Padahal hidup yang sederhana bukan berarti hidup yang miskin pengalaman. Justru di sana letak keutuhan. Hidup yang tahu kapan harus berhenti, kapan cukup, dan kapan membiarkan sesuatu berjalan tanpa perlu diatur. Semakin keras kita berusaha menciptakan kehidupan yang lebih baik, kadang kita malah makin jauh dari hidup itu sendiri. Kita lupa bagaimana rasanya duduk diam tanpa tergesa, makan dengan rasa syukur, atau menatap langit sore tanpa maksud apa pun. Mungkin di momen-momen sederhana seperti itulah kedamaian yang kita cari selama ini sebenarnya bersembunyi.

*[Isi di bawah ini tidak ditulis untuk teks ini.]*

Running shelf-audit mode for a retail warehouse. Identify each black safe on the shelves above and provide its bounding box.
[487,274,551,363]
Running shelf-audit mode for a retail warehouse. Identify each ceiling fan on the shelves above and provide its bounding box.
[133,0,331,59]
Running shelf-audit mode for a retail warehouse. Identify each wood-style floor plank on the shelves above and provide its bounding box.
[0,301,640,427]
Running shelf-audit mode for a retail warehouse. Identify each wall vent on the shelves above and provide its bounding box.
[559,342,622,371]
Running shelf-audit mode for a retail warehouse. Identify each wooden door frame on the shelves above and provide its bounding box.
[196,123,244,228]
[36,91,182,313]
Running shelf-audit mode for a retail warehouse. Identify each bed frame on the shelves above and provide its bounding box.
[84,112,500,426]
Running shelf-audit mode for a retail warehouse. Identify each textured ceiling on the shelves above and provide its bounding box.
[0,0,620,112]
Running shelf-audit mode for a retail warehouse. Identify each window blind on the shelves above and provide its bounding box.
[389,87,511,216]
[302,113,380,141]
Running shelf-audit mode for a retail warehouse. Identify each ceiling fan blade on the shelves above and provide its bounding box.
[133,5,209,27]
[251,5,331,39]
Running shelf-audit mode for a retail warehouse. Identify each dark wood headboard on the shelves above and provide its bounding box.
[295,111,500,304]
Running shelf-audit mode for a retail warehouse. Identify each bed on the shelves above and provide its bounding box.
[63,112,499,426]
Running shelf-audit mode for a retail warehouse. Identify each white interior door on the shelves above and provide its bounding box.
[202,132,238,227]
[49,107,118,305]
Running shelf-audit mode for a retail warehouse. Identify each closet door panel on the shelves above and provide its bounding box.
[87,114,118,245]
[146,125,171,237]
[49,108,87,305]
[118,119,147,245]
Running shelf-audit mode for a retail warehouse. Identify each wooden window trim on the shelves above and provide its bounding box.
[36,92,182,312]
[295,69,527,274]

4. Cara Keluar dari Ilusi Itu

Keluar dari ilusi kompleksitas bukan berarti kita harus jadi anti-teknologi, pindah ke gunung, atau hidup minimalis ekstrem sambil makan umbi-umbian di hutan. Hidup di dunia modern tetap perlu keseimbangan. Kuncinya bukan menolak perkembangan, tapi menyadari kapan kita sudah terseret terlalu jauh.

Langkah pertama adalah menyadari bahwa tidak semua hal perlu dicari maknanya. Kadang sesuatu cukup dijalani tanpa harus didefinisikan. Tidak semua perasaan harus dimengerti, tidak semua momen harus punya pesan moral. Ada kalanya hidup hanya ingin dijalani, bukan dianalisa. Semakin kita berusaha memberi makna pada segalanya, semakin kita kehilangan makna itu sendiri.

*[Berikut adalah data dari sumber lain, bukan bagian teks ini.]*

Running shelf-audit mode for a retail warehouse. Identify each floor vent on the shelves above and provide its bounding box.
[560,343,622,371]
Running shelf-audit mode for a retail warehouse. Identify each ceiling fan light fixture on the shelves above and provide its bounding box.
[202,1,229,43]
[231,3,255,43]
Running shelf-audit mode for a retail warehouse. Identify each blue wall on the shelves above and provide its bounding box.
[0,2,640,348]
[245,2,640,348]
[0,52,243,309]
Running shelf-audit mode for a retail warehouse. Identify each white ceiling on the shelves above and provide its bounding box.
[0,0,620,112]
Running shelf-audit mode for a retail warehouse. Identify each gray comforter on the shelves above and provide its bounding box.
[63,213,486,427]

Langkah berikutnya adalah belajar menghargai rutinitas kecil tanpa merasa harus selalu produktif. Tidak apa-apa kalau hari ini cuma makan enak, jalan sebentar, lalu tidur siang. Nilai hidup tidak ditentukan dari seberapa sibuk kita, tapi dari seberapa sadar kita hadir di setiap momen yang sederhana.

Kemudian, lepaskan kebiasaan membandingkan diri. Tidak ada gunanya menilai hidup sendiri dengan penggaris milik orang lain. Setiap orang punya ritme, waktu, dan musimnya masing-masing. Tidak semua yang terlihat lebih cepat berarti lebih bahagia. Kadang yang paling damai justru yang berjalan pelan tapi tahu arah pulang.

Dan yang terakhir, lakukan sesuatu karena memang ingin, bukan karena merasa seharusnya. Hidup yang dijalani dengan tekanan “seharusnya” akan terasa berat, seolah kita sedang hidup untuk orang lain. Tapi kalau dijalani dengan kesadaran “aku ingin”, rasanya jauh lebih ringan. Tidak ada yang salah dengan ingin sederhana. Tidak ada yang perlu dibuktikan.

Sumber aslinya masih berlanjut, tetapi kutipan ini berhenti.